Health

US Ships Moderna Vaccine to Indonesia Amid COVID-19 Surge | Voice of America

WHITE HOUSE – As Indonesia deals with a surge in COVID-19 cases, the Biden administration is sending three million doses of the Moderna coronavirus vaccine to the country on July 9, a senior administration official tells VOA. 

The shipment is one of the largest batches the U.S. has donated, the official said. In total, the U.S. has allocated four million doses for Indonesia, with the remaining one million doses to be shipped “soon.”

The administration is also sending 500,000 doses of the Johnson & Johnson vaccine to Moldova, the first batch of U.S. vaccine shared with Europe. 

A woman receives a shot of the Sinovac COVID-19 vaccine during a mass vaccination at Gelora Bung Karno Main Stadium in Jakarta.
A woman receives a shot of the Sinovac COVID-19 vaccine during a mass vaccination at Gelora Bung Karno Main Stadium in Jakarta, Indonesia, June 26, 2021.

Indonesia surge

Indonesia is battling a record-breaking surge in new cases and deaths, due to the highly contagious delta variant. 

“We recognize the difficult situation Indonesia currently finds itself in with a surge of COVID-19 cases,” said the Biden administration official. “Our thoughts are with all those in Indonesia affected by this surge. We support the Indonesian people as they fight this surge and are doing everything we can to help them in this time of need.” 

During a Friday press conference, Indonesian Minister for Foreign Affairs Retno Marsudi confirmed the shipment.

“This is the first shipment through the COVAX mechanism,” Marsudi said, referring to the United Nations vaccine sharing mechanism.

Indonesia relies heavily on Chinese vaccines, with only about 5% of its population fully vaccinated. The country has procured 108.5 million doses of the Sinovac vaccine but is seeing rising infections among medical workers fully vaccinated with it.

After several fully inoculated medical personnel died from COVID-19, Health Minister Budi Gunadi Sadikin said on Friday the government would give 1.47 million health workers an extra shot using the Moderna vaccine.

“The third jab will only be given to health workers, because health workers are the ones who are exposed to high levels of virus every day,” he told a press conference. “They must be protected at all costs.”

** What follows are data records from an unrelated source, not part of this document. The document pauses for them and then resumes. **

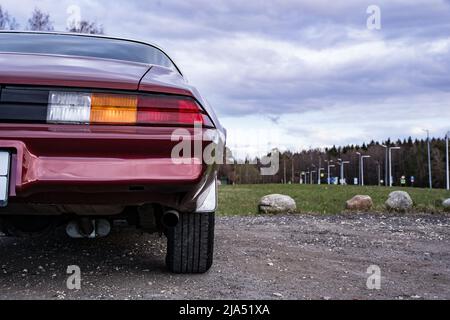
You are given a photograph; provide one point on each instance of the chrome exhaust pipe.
(170, 219)
(80, 229)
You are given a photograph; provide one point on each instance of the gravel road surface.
(265, 257)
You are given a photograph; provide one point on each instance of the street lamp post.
(329, 167)
(430, 178)
(343, 163)
(386, 160)
(379, 173)
(359, 167)
(391, 182)
(318, 175)
(447, 137)
(362, 168)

The Indonesian government authorized the Moderna vaccine for emergency use last week.

People line up to get vaccinated with the Sinovac COVID-19 vaccine during a mass vaccination at Gelora Bung Karno Main Stadium.
People line up to get vaccinated with the Sinovac COVID-19 vaccine during a mass vaccination at Gelora Bung Karno Main Stadium in Jakarta, Indonesia, June 26, 2021.

Broader COVID-19 response efforts 

The senior White House official said that in addition to vaccines, the administration is moving forward on plans to increase assistance for Indonesia’s broader COVID-19 response efforts. 

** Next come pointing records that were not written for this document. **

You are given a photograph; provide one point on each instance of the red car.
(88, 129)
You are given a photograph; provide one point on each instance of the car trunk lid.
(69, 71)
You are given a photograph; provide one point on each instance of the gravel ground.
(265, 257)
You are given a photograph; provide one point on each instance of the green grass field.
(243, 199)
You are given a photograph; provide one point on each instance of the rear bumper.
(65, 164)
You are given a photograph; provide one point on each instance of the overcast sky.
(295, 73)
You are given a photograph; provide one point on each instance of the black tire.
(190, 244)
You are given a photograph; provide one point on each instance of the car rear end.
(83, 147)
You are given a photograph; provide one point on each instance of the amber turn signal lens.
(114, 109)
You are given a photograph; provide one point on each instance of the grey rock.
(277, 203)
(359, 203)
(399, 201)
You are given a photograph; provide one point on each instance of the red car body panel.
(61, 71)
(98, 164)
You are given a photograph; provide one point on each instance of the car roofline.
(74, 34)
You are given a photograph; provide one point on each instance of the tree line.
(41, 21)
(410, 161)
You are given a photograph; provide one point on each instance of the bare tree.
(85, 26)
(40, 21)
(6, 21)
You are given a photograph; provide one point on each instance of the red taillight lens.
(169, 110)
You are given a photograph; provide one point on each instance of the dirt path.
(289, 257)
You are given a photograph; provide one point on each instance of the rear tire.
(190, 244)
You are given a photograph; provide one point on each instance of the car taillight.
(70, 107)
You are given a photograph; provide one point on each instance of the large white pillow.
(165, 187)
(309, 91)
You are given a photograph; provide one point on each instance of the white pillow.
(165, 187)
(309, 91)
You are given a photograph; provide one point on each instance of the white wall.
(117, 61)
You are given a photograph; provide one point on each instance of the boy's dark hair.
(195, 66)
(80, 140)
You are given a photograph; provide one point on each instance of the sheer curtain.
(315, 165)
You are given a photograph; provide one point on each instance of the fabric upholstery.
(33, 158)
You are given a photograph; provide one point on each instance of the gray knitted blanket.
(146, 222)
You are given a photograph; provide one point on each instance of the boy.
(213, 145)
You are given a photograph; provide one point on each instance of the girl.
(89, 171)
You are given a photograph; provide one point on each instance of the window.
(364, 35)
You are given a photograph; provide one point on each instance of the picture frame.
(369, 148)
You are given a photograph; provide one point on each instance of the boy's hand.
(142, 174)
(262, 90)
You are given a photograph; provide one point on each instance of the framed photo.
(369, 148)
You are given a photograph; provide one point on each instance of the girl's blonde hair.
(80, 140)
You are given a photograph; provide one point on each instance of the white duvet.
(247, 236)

“To date, we have provided more than $14.5 million in direct COVID-19 relief to Indonesia, including $3.5 million to help vaccinate Indonesians quickly and safely,” the official said.  

The official added that support from the U.S. Agency for International Development, USAID, has also provided Jakarta with public health education, trained thousands of health workers, funded a national COVID-19 information website that has reached more than 36 million people, and donated COVID-19 testing equipment, 1,000 ventilators, and nearly 2,000 handwashing stations.

The four-million-dose vaccine shipment to Indonesia is part of the 80 million doses the U.S. has allocated to help countries in need, on top of the 500 million doses it has committed to COVAX. 

Activists say it is not enough. 

“We need far more from the United States and other countries that have surpluses to share,” said Tom Hart, acting CEO of the ONE Campaign, a nonprofit group that fights global poverty and disease. 

According to CDC data, most U.S. states have administered at least 75 percent of their first vaccine dose.  

Hart pointed out that in some countries, less than one percent of people have received a COVID-19 vaccine. 

“We have locked up in the United States and the G-7 and other EU countries, the global supply of the very thing to end this pandemic,” said Hart. “And so far, not sharing at nearly the pace or scale that we need to reach what’s the global herd immunity that will make all of us safe.”

Eva Mazrieva contributed to this report, which includes some information from Agence France-Presse and Reuters.